Deep reinforcement learning for UAV navigation through massive MIMO technique

Hongji Huang, Yuchun Yang, Hong Wang, Zhiguo Ding, Hikmet Sari, Fumiyuki Adachi

    Research output: Contribution to journalArticlepeer-review

    37 Citations (Scopus)


    Unmanned aerial vehicles (UAVs) technique has been recognized as a promising solution in future wireless connectivity from the sky, and UAV navigation is one of the most significant open research problems, which has attracted wide interest in the research community. However, the current UAV navigation schemes are unable to capture the UAV motion and select the best UAV-ground links in real-time, and these weaknesses overwhelm the UAV navigation performance.
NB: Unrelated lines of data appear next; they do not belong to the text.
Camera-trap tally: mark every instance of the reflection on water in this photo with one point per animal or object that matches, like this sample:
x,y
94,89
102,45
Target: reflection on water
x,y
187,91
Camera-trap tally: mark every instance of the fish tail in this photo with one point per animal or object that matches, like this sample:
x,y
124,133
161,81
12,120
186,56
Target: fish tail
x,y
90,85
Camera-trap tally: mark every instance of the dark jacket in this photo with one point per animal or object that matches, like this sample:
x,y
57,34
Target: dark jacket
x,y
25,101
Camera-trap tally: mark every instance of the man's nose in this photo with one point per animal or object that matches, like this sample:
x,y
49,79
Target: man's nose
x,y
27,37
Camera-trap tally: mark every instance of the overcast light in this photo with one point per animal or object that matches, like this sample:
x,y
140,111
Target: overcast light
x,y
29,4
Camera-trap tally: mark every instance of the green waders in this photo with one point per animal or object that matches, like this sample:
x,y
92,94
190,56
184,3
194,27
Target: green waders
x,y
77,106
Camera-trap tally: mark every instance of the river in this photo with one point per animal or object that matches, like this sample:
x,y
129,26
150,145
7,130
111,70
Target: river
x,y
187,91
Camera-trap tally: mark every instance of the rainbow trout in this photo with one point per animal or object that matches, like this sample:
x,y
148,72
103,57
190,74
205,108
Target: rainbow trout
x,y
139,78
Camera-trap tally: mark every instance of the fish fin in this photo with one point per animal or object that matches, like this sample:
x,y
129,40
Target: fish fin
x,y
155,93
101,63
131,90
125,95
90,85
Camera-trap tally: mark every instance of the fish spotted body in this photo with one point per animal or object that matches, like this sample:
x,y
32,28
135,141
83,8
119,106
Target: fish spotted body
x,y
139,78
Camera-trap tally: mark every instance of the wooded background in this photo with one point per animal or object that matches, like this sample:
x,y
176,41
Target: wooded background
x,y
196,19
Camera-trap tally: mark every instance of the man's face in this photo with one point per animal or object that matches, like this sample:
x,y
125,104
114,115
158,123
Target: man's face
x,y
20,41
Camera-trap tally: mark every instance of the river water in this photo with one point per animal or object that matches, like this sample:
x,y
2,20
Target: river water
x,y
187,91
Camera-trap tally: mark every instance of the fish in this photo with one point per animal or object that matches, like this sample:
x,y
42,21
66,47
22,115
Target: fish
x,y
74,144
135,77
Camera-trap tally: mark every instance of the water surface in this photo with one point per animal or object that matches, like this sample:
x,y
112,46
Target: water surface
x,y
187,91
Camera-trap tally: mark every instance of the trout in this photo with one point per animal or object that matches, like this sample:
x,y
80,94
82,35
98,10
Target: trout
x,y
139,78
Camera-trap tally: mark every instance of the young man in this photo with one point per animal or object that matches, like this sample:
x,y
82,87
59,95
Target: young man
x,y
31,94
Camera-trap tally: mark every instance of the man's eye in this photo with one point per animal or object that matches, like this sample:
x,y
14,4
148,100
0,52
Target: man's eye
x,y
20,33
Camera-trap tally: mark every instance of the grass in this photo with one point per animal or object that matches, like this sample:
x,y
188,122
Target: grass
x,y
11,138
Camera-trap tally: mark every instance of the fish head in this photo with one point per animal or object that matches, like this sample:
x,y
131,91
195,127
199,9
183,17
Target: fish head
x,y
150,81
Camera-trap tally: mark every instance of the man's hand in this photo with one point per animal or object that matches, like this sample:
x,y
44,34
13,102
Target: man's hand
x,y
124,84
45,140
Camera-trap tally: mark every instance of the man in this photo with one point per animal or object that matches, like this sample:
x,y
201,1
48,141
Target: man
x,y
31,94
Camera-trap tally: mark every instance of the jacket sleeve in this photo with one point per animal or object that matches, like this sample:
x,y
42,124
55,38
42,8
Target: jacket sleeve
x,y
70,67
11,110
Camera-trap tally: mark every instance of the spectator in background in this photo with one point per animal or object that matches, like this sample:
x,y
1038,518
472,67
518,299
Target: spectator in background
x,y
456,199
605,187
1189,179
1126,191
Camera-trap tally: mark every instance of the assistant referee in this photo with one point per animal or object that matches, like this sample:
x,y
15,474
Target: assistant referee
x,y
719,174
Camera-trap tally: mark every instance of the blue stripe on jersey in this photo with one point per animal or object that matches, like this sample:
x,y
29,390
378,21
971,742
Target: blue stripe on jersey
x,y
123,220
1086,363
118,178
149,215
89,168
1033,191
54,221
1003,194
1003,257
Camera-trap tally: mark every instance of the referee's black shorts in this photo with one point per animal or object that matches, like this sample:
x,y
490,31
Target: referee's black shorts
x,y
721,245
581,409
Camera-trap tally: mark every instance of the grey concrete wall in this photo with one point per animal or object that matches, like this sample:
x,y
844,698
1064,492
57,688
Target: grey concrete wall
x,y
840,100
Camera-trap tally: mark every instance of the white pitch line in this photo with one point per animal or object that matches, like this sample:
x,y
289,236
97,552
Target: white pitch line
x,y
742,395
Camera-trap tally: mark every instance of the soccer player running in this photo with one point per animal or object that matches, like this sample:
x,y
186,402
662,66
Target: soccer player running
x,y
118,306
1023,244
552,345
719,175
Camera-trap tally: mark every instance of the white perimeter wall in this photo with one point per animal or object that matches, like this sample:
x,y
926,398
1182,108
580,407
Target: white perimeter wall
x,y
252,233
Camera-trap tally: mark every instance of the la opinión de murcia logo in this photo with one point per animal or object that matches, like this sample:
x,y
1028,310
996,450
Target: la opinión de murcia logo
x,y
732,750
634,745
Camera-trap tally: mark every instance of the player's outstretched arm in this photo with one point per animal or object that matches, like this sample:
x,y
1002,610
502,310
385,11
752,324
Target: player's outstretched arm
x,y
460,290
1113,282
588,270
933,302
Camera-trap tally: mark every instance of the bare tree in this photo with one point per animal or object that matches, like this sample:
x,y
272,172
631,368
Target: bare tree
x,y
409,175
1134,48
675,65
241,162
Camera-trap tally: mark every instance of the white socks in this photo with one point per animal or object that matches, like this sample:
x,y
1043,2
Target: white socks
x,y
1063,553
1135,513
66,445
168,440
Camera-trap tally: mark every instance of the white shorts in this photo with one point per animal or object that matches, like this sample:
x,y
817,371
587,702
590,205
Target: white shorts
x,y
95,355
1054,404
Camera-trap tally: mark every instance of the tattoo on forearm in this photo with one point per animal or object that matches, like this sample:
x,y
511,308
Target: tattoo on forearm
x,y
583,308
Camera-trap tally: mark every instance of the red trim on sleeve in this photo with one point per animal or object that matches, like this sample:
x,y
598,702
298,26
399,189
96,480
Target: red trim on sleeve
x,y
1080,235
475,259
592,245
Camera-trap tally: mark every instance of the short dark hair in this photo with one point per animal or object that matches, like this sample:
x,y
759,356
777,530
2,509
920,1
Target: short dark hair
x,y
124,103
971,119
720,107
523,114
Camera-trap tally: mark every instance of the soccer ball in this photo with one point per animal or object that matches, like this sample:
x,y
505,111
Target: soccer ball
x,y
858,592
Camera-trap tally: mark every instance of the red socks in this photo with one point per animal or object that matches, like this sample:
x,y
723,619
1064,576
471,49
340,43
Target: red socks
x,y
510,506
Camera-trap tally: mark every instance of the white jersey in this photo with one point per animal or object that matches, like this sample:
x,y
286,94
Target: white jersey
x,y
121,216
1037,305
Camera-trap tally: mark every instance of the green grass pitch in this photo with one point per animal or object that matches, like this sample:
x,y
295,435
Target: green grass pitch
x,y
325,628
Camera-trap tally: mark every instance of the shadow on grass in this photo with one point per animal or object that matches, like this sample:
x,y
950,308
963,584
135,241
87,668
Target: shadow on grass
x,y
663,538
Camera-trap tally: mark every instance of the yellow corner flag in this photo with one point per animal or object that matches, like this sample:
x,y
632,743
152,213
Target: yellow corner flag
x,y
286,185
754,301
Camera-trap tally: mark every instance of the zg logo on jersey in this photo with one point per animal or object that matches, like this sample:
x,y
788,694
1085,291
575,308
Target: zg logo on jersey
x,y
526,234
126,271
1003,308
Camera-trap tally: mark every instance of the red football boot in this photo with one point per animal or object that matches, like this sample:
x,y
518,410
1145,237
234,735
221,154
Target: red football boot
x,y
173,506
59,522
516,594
To tackle these fundamental limitations, in this paper, we merge the state-of-the-art deep reinforcement learning with the UAV navigation through massive multiple-input-multiple-output (MIMO) technique. To be specific, we carefully design a deep Q-network (DQN) for optimizing the UAV navigation by selecting the optimal policy, and then we propose a learning mechanism for processing the DQN. The DQN is trained so that the agent is capable of making decisions based on the received signal strengths for navigating the UAVs with the aid of the powerful Q-learning. Simulation results are provided to corroborate the superiority of the proposed schemes in terms of the coverage and convergence compared with those of the other schemes.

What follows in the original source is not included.